Vous pouvez ouvrir n’importe quel livre des prophètes et vous trouverez qu'ils parlent de veuves, d'orphelins, d'immigrants et des pauvres. Ils parlent de salaires, ils parlent de balances injustement déséquilibrées, et ils parlent de la cupidité qui fausse l'économie. 

Ils disent que l'injustice entraînera la destruction. C'est une conséquence inévitable. Il est donc étonnant de constater que, dans notre lecture habituelle, nous avons détourné nos regards de ces points cruciaux pour les porter vers des choses moins exigeantes et moins coûteuses.

Peut-être que notre église doit commencer à se tourner vers une communauté de foi de voisinage dans laquelle chacun a accès à ce qui est nécessaire pour une vie de dignité, de sécurité et de bien-être.

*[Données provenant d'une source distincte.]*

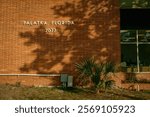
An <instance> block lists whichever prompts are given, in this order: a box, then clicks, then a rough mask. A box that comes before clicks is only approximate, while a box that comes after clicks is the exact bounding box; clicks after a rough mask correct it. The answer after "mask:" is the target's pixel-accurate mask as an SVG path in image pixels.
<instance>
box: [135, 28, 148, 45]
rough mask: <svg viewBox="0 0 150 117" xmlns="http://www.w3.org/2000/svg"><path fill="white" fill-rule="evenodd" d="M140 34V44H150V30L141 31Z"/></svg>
mask: <svg viewBox="0 0 150 117" xmlns="http://www.w3.org/2000/svg"><path fill="white" fill-rule="evenodd" d="M138 32H139V34H138V36H139V42H150V30H139V31H138ZM145 44H147V43H145Z"/></svg>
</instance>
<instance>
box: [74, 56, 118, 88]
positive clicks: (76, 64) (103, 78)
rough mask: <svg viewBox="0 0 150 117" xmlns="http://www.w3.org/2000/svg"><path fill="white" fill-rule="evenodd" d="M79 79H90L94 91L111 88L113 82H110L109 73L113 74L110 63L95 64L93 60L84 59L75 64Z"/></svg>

Nous devons valoriser notre propre confession de foi, mais aussi sérieusement faire place aux confessions de foi des autres.

Il faut être ouvert à un nouveau conventionnalisme mondial dans lequel personne, y compris les États-Unis, n'est autorisé à être un tyran.

Cela signifie la refonte de toutes nos relations mondiales de manière saine, générative et réparatrice.

Parallèlement à cette forme de relation, ce que notre église doit faire est d'établir des modèles de conversation à long terme qui peuvent surmonter les barrières culturelles et raciales.

Nous devons nous engager à nous écouter les uns les autres et entendre les véritables témoignages de chacun.

Je ne pense pas qu'il y ait un substitut à ce type d'interaction personnelle, le genre d'interaction qui nous permet de découvrir que les personnes qui peuvent sembler différentes de nous ont des récits similaires aux nôtres.

Nyarota est un pasteur de l’Eglise Méthodiste Unie du Zimbabwe. Il est actuellement en charge de deux paroisses de l’Eglise Unie du Canada dans la province de l'Alberta. Il a servi comme consultant pour l’Agence Méthodiste Unie sur l'Église et la Société.